On my drive into work this morning, as I reflected back on the events of the day prior, I started to compare this situation to others in my life where I may have thrown a tantrum of my own. How many times do we as women pout when we don’t get our way, or give our husbands the cold shoulder because of a small argument or disagreement. (Guilty as charged!) I mean I can go a few days without saying anything if I’m ticked off about something, which is definitely not the best option especially in a marriage. (I’m working on it, please pray for me lol) In the same sense, how many times have we ignored or turned our back on God because we didn’t get what we thought we deserved. Trust me I’m not pointing fingers because I am guilty of it too. My husband has often times told me that I am too emotional and to get over it. And I am quick to remind him that I’m a woman and we are emotional creatures. Okay yes that may be true. God did make women to be the weaker vessel (in relation to a man) but we shouldn’t use this as a crutch when dealing with our emotions.
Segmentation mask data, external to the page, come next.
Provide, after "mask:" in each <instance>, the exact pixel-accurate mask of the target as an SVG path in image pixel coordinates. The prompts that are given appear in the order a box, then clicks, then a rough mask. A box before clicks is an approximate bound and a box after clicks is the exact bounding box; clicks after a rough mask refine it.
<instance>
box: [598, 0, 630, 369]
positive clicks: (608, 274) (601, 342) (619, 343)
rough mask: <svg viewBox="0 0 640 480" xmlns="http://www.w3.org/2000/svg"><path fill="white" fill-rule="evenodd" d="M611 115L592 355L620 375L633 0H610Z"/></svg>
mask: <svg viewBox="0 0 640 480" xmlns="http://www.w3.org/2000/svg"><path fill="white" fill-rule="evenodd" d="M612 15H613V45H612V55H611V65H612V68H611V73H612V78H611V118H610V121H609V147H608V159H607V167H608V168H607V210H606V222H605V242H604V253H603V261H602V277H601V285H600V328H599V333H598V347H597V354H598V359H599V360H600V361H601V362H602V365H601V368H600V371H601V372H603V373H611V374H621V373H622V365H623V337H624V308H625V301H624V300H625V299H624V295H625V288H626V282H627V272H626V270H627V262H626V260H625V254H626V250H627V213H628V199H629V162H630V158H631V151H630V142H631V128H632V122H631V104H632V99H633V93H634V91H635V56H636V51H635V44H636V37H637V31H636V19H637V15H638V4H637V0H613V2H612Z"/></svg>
A good man brings good things out of the good stored up in his heart, and an evil man brings evil things out of the evil stored up in his heart. For the mouth speaks what the heart is full of. ~Luke 6:45
Wow. That scripture alone just shut me down completely! Our heart houses our emotions, so whatever you have tucked away in your heart will eventually come out of your mouth. And really if it doesn’t come out of your mouth, it will show thru facial expressions and body language. So we have to be careful and truly be watchful of how we deal with our feelings and emotions. Every situation doesn’t require a tear or an outburst.
Fools give full vent to their rage, but the wise bring calm in the end. ~ Proverbs 29:11
So, you are probably wondering how the story ended with Sweet Pea’s tantrum yesterday. Even though I was irritated, upset, and slightly defeated, I went ahead with my normal nightly duties without having a break down myself. Yes I have to admit that I was a little less vocal than normal, but sometimes that is best to not cause further conflict. (As long as it doesn’t linger for a few days lol) After I got Sweet Pea tucked in bed, I did grab my purse and left for a little while just to clear my mind and regroup. That was the best option in dealing with my emotions for that situation.
So I encourage you to stop and think first before reacting or giving in to your emotions. We are allowed to have a moment; we are human that’s natural, but remember it is only a moment. Yes this is a challenge and I am by no way perfect at it, but this is something that I (we) will conquer!